Die Positionen und Argumente im Detail

Johanna Mikl-Leitner (ÖVP)
Bereits bei meinem Amtsantritt habe ich gesagt, dass wir die Transparenzdatenbank umsetzen. Und sie ist auch jetzt in technischer Umsetzung, damit wir im Herbst auch tatsächlich die Transparenzdatenbank befüllt haben. Die Steuerzahlerinnen und Steuerzahler haben ein Recht darauf, was mit ihrem Steuergeld passiert. Und es ist vor allem auch wichtig, mit der Transparenzdatenbank kann man auch die Sinnhaftigkeit der Förderungen überprüfen, ob sie Wirkung zeigen oder nicht. Das heißt sie ist auch ein wichtiges Steuerungsinstrument.

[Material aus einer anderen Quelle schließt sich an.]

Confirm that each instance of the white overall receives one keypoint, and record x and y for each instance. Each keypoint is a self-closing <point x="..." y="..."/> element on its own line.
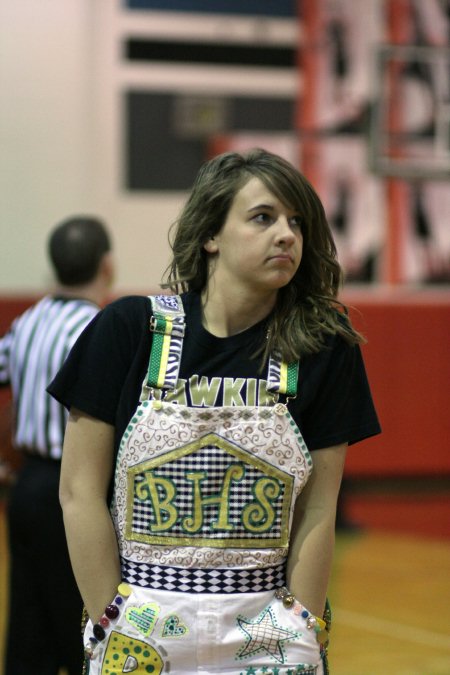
<point x="203" y="505"/>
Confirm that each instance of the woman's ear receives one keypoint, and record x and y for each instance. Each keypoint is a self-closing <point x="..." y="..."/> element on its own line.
<point x="210" y="245"/>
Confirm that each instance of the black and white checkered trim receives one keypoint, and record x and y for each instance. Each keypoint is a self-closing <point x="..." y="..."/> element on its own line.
<point x="197" y="580"/>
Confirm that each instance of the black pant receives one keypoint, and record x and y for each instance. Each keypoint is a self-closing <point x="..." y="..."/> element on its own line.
<point x="44" y="632"/>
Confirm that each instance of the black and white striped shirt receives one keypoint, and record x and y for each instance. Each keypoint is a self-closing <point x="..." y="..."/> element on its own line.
<point x="31" y="354"/>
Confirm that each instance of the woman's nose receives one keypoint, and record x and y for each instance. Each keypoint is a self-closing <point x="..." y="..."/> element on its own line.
<point x="284" y="230"/>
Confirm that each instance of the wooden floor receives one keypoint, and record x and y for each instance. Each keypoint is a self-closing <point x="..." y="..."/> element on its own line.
<point x="391" y="604"/>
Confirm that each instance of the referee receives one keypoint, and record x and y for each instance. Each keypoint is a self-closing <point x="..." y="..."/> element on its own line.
<point x="44" y="603"/>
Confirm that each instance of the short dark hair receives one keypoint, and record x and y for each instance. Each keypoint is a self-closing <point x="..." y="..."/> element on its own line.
<point x="76" y="247"/>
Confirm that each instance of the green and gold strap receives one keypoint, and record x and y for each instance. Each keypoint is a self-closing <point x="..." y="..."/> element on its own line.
<point x="282" y="377"/>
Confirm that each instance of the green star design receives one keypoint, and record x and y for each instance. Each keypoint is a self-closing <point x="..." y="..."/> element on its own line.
<point x="263" y="634"/>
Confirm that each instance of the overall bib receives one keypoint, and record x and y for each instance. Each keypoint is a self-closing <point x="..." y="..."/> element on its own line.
<point x="203" y="505"/>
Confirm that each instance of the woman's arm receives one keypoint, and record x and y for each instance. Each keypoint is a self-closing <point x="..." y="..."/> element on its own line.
<point x="313" y="532"/>
<point x="86" y="469"/>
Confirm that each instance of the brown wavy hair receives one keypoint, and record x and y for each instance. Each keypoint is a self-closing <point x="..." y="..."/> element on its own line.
<point x="307" y="307"/>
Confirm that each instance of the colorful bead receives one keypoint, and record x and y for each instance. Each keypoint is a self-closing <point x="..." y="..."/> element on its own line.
<point x="124" y="589"/>
<point x="99" y="632"/>
<point x="89" y="652"/>
<point x="288" y="601"/>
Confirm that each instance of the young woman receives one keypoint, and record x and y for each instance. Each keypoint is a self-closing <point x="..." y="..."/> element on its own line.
<point x="207" y="438"/>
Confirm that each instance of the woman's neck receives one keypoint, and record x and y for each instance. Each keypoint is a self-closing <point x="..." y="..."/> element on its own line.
<point x="225" y="314"/>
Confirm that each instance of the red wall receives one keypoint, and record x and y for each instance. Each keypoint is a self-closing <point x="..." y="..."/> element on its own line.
<point x="407" y="359"/>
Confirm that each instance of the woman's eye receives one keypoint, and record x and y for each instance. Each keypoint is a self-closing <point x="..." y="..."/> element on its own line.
<point x="263" y="218"/>
<point x="296" y="221"/>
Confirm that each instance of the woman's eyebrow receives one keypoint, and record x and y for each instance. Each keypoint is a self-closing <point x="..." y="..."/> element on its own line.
<point x="261" y="206"/>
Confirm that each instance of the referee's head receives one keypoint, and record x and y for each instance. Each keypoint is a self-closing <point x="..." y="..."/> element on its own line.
<point x="76" y="248"/>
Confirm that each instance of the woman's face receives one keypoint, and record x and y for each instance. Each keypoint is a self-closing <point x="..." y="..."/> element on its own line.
<point x="259" y="247"/>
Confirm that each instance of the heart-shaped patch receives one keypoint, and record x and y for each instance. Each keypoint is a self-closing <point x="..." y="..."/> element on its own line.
<point x="144" y="617"/>
<point x="173" y="627"/>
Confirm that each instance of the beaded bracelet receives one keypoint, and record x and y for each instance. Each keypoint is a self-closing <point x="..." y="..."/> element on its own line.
<point x="313" y="622"/>
<point x="111" y="613"/>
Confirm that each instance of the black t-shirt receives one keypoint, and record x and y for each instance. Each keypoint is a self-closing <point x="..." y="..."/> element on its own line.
<point x="104" y="372"/>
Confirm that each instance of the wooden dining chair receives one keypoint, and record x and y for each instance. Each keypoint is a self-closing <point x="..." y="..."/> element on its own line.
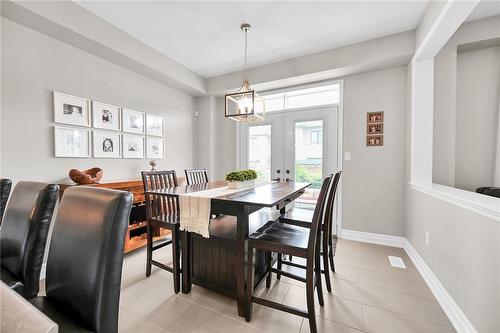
<point x="287" y="239"/>
<point x="328" y="240"/>
<point x="162" y="212"/>
<point x="196" y="176"/>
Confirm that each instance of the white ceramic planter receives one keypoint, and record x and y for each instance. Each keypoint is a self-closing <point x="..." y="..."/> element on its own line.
<point x="246" y="183"/>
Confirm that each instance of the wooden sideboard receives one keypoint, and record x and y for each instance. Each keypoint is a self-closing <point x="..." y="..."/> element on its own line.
<point x="137" y="231"/>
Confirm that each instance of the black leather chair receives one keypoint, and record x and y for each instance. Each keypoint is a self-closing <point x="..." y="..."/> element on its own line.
<point x="84" y="266"/>
<point x="5" y="185"/>
<point x="23" y="235"/>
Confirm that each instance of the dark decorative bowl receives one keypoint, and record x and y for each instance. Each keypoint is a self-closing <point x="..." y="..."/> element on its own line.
<point x="85" y="177"/>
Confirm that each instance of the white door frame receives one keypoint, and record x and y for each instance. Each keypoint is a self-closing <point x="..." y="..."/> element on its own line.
<point x="340" y="148"/>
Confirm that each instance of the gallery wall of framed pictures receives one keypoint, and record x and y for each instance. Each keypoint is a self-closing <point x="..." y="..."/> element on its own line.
<point x="101" y="130"/>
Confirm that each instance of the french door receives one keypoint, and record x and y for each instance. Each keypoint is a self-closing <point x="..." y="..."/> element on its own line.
<point x="296" y="146"/>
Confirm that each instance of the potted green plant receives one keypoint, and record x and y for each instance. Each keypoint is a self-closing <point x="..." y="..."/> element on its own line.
<point x="241" y="178"/>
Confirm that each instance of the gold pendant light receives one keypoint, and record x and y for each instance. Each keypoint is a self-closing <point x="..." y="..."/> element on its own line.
<point x="245" y="104"/>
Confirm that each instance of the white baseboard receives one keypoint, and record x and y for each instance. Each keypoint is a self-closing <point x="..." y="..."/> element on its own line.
<point x="368" y="237"/>
<point x="459" y="320"/>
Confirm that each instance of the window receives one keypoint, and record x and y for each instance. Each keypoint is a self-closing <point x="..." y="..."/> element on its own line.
<point x="316" y="136"/>
<point x="301" y="98"/>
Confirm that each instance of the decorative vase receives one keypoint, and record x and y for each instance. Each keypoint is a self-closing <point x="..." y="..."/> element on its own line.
<point x="86" y="177"/>
<point x="245" y="183"/>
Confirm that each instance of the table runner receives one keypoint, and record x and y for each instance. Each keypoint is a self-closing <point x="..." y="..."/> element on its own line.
<point x="195" y="207"/>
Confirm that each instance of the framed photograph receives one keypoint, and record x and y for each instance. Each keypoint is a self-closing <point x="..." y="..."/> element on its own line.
<point x="107" y="145"/>
<point x="133" y="121"/>
<point x="154" y="148"/>
<point x="106" y="116"/>
<point x="154" y="125"/>
<point x="71" y="142"/>
<point x="133" y="146"/>
<point x="71" y="110"/>
<point x="374" y="129"/>
<point x="375" y="117"/>
<point x="375" y="140"/>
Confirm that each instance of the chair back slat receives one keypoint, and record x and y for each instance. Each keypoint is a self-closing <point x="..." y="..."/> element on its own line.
<point x="317" y="218"/>
<point x="157" y="205"/>
<point x="196" y="176"/>
<point x="330" y="203"/>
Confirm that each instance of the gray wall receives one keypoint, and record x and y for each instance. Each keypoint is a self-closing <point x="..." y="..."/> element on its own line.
<point x="478" y="88"/>
<point x="34" y="65"/>
<point x="469" y="35"/>
<point x="374" y="178"/>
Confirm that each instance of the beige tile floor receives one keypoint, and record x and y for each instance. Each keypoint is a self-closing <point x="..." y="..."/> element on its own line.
<point x="368" y="296"/>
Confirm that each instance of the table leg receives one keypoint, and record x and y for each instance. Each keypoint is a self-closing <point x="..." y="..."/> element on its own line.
<point x="241" y="249"/>
<point x="186" y="262"/>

Johanna Mikl-Leitner im neuwal Barometer


Franz Schnabl (SPÖ)
Dem stimme ich in sehr hohem Ausmaß zu. Bürgerinnen und Bürger sollten wissen, was mit den Möglichkeiten und Mitteln, die das Land einsetzt, die der Bund einsetzt passiert. Das ist auch eine Voraussetzung für Mitbestimmung, für mehr Demokratie und Partizipation im Prinzip. Wir wollen auch sicherstellen, dass die Bürger alle mit ihrem Geld vorangetriebenen Projekte kennen. Und dazu ist es notwendig, all das offen zu legen und auch die Rechnungslegungen offen zu legen. Insbesondere Förderungen müssen entsprechend Transparenz sein. Wir sollen als Land in der Transparenzdatenbank endlich unsere Arbeit und Verantwortung wahrnehmen und wir sollen auch sicherstellen, dass die Bürgerinnen und Bürger vorab informiert sind, bevor Beschlüsse stattfinden. Dazu gehört, dass wir als Politiker nicht nur sagen, was wir uns vornehmen, welche Projekte wir vorhaben, sondern, dass wir die Bürgerinnen und Bürger auch mitbestimmen lassen.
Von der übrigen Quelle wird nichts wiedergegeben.